Além das revoluções culturais e tecnológicas que colocariam a década de 60 na história – entre elas, os passos de Neil Armstrong na Lua e os de Jimi Hendrix no palco do Woodstock –, aquela foi uma época em que a inocência americana teve de se confrontar com o assassinato do presidente John F. Kennedy. Nesse cenário, John Cheever escreveu Acerto de Contas (Tradução de Sergio Viotti. Arx, 208 págs., R$ 29,90), recém-lançado no Brasil.

Em 67, Cheever (1912 – 1982) já era consagrado, havia ganho prêmios importantes, inclusive o National Book Award por seu romance de estréia, A Crônica dos Wapshot (1957). Ninguém melhor do que um autor premiado para bagunçar o estilo americano de vida, criando uma história sobre o tal "vazio existencial" inerente à sociedade da época e, por conseqüência, à de hoje.

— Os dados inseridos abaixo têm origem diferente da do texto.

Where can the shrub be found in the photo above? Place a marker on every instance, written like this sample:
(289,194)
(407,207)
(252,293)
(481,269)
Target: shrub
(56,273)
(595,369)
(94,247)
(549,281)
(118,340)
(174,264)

O químico Eliot Nailles leva uma vida tranqüila em Bullet Park, na região suburbana de Nova Iorque. Ele tem uma vida feliz, casado com a mulher que adora, pai de um filho que ama. Nada acontece. A monotonia é tamanha que, quando o filho decide não sair da cama porque se sente triste ("depressão" ainda era algo novo), a família fica aterrorizada.

A narrativa se divide em duas. Depois dos Nailles, entra Paul Hammer em cena. Ele se mudou há pouco para Bullet Park. Aos poucos, se sabe que ele teve uma infância complicada, pai e mãe ausentes, boa quantia de dinheiro herdada e disposição de viajar o mundo. Em uma rara visita à mãe, a tentativa de diálogo se parece mais com um delírio – clima que pontua todo o romance. No final, a mãe revela um de seus desejos mais íntimos: viver em um lugar como Bullet Park e promover uma crucificação na porta da Igreja de Cristo. "Nada menos do que uma crucificação acordaria o mundo", disse a mãe.

Ao longo do texto, o registro de Cheever oscila entre a comédia e o suspense. A parte em que decide destruir a televisão – porque não consegue desgrudar o filho dela – é hilária. Parece um melodrama, com o pai cambaleante carregando o aparelho nos braços, disposto a destrui-lo no jardim em meio a uma tempestade. O filho de joelhos, chorando e implorando para que desista da idéia. A mãe defendendo o filho, pedindo para ele não olhar a cena. Cômico e também trágico.

O título em português, assim como as informações da edição nacional podem passar uma idéia equivocada do conteúdo. O delírio da mãe sobre crucificação é assimilado perigosamente por Paul Hammer, mas isso acontece a 20 páginas do final e não é, de forma alguma, o enredo principal. "O que Eliot nem imagina é que sua vida sofrerá uma aterrorizante guinada quando surgir em cena o enigmático Paul Hammer, homem sem passado, mas com um futuro certo: ele pretende se tornar produtor e algoz de uma crucificação real", diz o texto da contracapa. A vida de Nailles não sofre reviravolta alguma, muito menos uma "aterrorizante". Sem estragar nada, dá para dizer que o final sugere exatamente o oposto de uma guinada. Hammer não é enigmático e sim desconhecido – aos olhos dos outros personagens. Já o leitor tem amplo acesso ao seu passado e a idéia da crucificação, de novo, é um delírio.

O título Acerto de Contas sugere uma história de perseguição e vingança que não é, nem de longe, o mote de Cheever. Nesta, como em outras obras, o foco é mais no ambiente do que nas pessoas. Bullet Park é o título original porque a protagonista do livro, enfim, é a cidade. Só assim tudo faz sentido. Ela amarra a narrativa, que é de fato "minuciosa" e "tensa". "Horripilante", nunca.